Dr. Neil Hukriede is a Professor and Vice-Chair in the Department of Developmental Biology, University of Pittsburgh School of Medigine and program director for the Integrative Systems Biology graduate program. He received his Ph.D. from the University of Rochester, Rochester, NY and trained as a National Academy of Sciences Research Associate at the National Institutes of Health, Bethesda, MD.
Acute kidney injury (AKI) is associated with a high mortality and morbidity and AKI survivors often develop end stage renal disease. At present, there are no established therapies to prevent renal injury or accelerate the rate of renal recovery following AKI. The consequences of abnormal kidney function are frequently fatal, with dialysis and organ transplantation the only current long-term treatments for kidney disease. Importantly, the vertebrate kidney has the potential to regenerate, but the molecular mechanisms of kidney regeneration are largely unknown. A better understanding of the processes controlling renal regeneration after injury may provide important clues for the development of new therapies.

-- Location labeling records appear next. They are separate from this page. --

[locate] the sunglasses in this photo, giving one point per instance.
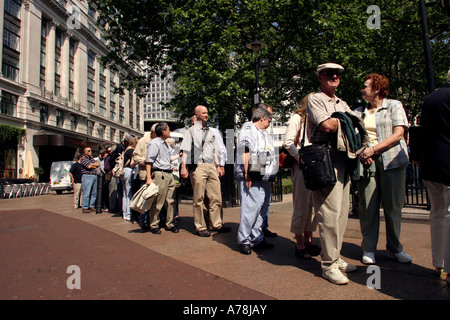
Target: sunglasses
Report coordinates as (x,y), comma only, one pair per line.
(331,72)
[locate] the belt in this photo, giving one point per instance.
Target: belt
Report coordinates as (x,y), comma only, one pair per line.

The Hukriede lab focuses on two lines of study.
(1) To explore the mechanisms of kidney regeneration we examine damaged kidneys in vivo. Zebrafish transgenic lines reporting injury progression and immune response to injury in larval and adult AKI models are used for real-time image analysis to understand the mechanisms that control renal regeneration. In addition, we use human kidney organoids to model injury and repair.
(2) The Hukriede lab performs chemical screens to identify compounds that could increase the number of renal progenitor cells. A compound identified from one such screen, 4-(phenylthio)butanoic acid (PTBA), was found to expand the expression domains of molecular markers of kidney organogenesis. PTBA exhibits structural and functional similarity to histone deacetylase inhibitors (HDI) and in vitro and in vivo analysis confirmed that PTBA functions as a new HDI, which is selective for HDAC8. Furthermore, studies on PTBA analogue-mediated kidney regeneration in zebrafish, mouse, and human kidney organoid models of AKI have shown compound treatments increase the rate of renal recovery and decrease fibrosis.
Our current studies are focused on confirming HDAC8 as a therapeutic target for promoting
productive repair after AKI, and developing novel HDAC8 inhibitors with improved potency, drug-like properties, and efficacy, that have the potential to advance to clinical trial to treat AKI.